Mark Kramer, director of the program housed in the FDA’s Office of the Ombudsman, said, “Currently, we don’t have an exact count on the number of combination products. And it’s difficult to make a guess because a lot of these products don’t require inter-center coordination and are reviewed entirely within one center that, over time, has developed certain expertise in that product area. Standard operating procedures are now under review by different centers within the FDA to make intra-agency reviews occur in a more organized and documented fashion.”

“The regulatory clock on the request for a designation process used to determine which agency will review a combination product is 60 days,” added Kramer. “But at times submissions need to be supplemented with additional information, or companies request a meeting during the review period because they want to provide additional information. That can cause the total elapsed time to be over 60 days. However, we generally have an agreement with the sponsor to extend the review clock.”

Some FDA critics, meanwhile, believe approval times have become too short since FDAMA, and they fear that some manufacturers exacerbate the problem by doing as little testing as possible or by “fudging” clinical data. A scathing July 29 article by U.S. News & World Report highlighted past regulatory violations of both Boston Scientific and Medtronic, including withholding important information and details on known adverse events from the FDA. It also pointed out dangers inherent in the 510(k) process and underfunding an overburdened safety-monitoring agency. The FDA’s Office of the Inspector General found that, between 1994 and 1999, regulatory violations were far from rare. Device trials were twice as likely as trials for drugs and biologics to violate FDA rules, with such violations including but not limited to missing data, poor data collection, and falsification of data.

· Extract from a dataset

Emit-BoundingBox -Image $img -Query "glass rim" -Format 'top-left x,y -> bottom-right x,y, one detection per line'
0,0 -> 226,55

Several FDA information sheets have also been put out to offer a needed reminder to investigators and IRBs about the difference between “significant risk” (SR) and “nonsignificant risk” (NSR) device studies – i.e., extended wear contact lenses vs. daily wear lenses. NSR device studies have fewer regulatory controls and do not require submission of an IDE application to the FDA. “The IRB is supposed to make that [SR or NSR] determination,” said Stark, “but they’ve been known to forget.” FDA staff was given internal guidance in this area last fall.

Small device firms look for guidance and are respectful of clinical trial expertise once they find it. They are often idea-driven rather than market potential-driven. The entire organization may consist of an engineer, head of regulatory and clinical affairs, and a receptionist. Many folks in the medical device business are naïve and have little relevant experience.

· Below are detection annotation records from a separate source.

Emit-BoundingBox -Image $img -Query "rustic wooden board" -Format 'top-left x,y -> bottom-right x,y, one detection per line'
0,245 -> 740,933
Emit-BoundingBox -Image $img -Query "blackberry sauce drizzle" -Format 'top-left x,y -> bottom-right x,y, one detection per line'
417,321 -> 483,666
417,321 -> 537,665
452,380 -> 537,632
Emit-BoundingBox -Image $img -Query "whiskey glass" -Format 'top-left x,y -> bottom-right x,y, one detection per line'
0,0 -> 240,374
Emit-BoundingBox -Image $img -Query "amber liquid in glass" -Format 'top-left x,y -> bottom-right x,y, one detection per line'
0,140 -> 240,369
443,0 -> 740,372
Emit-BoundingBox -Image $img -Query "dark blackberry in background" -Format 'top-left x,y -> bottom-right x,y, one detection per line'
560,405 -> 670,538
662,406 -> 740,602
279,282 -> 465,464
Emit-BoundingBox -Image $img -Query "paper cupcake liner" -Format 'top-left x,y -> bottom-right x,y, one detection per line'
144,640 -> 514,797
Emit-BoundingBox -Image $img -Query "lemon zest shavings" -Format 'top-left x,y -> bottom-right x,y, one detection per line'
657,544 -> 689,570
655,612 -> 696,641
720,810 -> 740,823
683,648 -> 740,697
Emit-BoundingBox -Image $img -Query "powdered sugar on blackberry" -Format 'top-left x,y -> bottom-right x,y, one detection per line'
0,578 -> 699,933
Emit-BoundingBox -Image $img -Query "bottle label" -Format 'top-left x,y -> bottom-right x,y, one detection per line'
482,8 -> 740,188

Unless and until something is done to increase FDA resources, the number of required review days on some of the most medically important devices will likely continue to rise. Congress is reportedly looking at an FDA reform package that would give the agency more money to implement process improvements. A program similar to the Prescription Drug User Fee Act is now being implemented for medical devices.

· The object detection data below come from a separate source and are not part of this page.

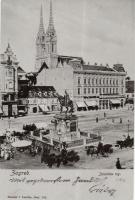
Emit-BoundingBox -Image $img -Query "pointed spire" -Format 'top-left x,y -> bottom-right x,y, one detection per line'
39,5 -> 44,32
49,0 -> 54,29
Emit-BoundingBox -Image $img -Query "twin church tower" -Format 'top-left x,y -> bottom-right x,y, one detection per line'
35,0 -> 58,71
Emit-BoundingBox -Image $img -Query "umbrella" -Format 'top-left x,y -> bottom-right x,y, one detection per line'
11,140 -> 32,147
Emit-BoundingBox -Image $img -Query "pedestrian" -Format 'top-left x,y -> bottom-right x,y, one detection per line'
120,118 -> 122,124
116,158 -> 122,169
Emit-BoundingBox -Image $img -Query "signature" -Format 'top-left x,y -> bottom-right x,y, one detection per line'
89,184 -> 117,196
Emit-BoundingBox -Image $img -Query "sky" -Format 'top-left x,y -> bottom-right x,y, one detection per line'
1,0 -> 135,78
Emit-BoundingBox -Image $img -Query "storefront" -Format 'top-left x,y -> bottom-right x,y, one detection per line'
2,102 -> 18,117
76,101 -> 87,111
85,100 -> 98,110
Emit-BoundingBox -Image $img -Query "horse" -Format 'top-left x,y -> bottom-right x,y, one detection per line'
87,146 -> 99,157
57,94 -> 74,113
102,144 -> 113,156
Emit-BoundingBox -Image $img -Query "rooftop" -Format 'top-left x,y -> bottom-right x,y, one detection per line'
82,65 -> 114,72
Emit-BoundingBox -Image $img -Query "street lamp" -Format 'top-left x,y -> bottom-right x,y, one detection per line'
128,119 -> 129,136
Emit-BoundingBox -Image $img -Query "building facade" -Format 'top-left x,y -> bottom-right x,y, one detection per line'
19,86 -> 60,113
0,44 -> 18,116
37,59 -> 126,110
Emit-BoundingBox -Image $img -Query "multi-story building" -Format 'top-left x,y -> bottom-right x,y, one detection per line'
36,0 -> 126,109
126,80 -> 135,104
37,57 -> 126,109
0,44 -> 18,116
35,1 -> 58,71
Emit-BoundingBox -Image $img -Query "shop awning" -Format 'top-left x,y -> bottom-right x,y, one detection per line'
35,122 -> 48,129
39,105 -> 49,112
110,99 -> 121,104
76,101 -> 86,108
85,100 -> 97,107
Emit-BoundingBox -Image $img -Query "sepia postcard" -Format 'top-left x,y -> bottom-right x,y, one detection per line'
0,0 -> 135,200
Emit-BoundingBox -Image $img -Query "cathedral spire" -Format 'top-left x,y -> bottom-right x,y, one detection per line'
49,0 -> 54,29
39,5 -> 44,33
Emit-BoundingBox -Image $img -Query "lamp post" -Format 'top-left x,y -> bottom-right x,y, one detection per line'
128,119 -> 129,136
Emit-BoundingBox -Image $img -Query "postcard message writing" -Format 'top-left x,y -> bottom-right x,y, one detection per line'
0,170 -> 133,200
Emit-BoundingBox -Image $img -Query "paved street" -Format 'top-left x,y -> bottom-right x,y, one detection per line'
0,109 -> 134,169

Like pharmaceuticals, there are multiple steps involved in developing a new medical device. Because the product life cycle is much shorter for devices, the time lines for these steps need to be compressed.

The phases can be considered to include the following:

• Prototype design

• Vendor (to provide materials) selection and verification

• Biocompatibility and physical chemical evaluation

• Clinical evaluation

• Regulatory filing and approval

Through the networks of contractors (CROs) to support these steps are less extensive than that for pharmaceuticals, there are still a wide variety of available sources and management issues remain similar.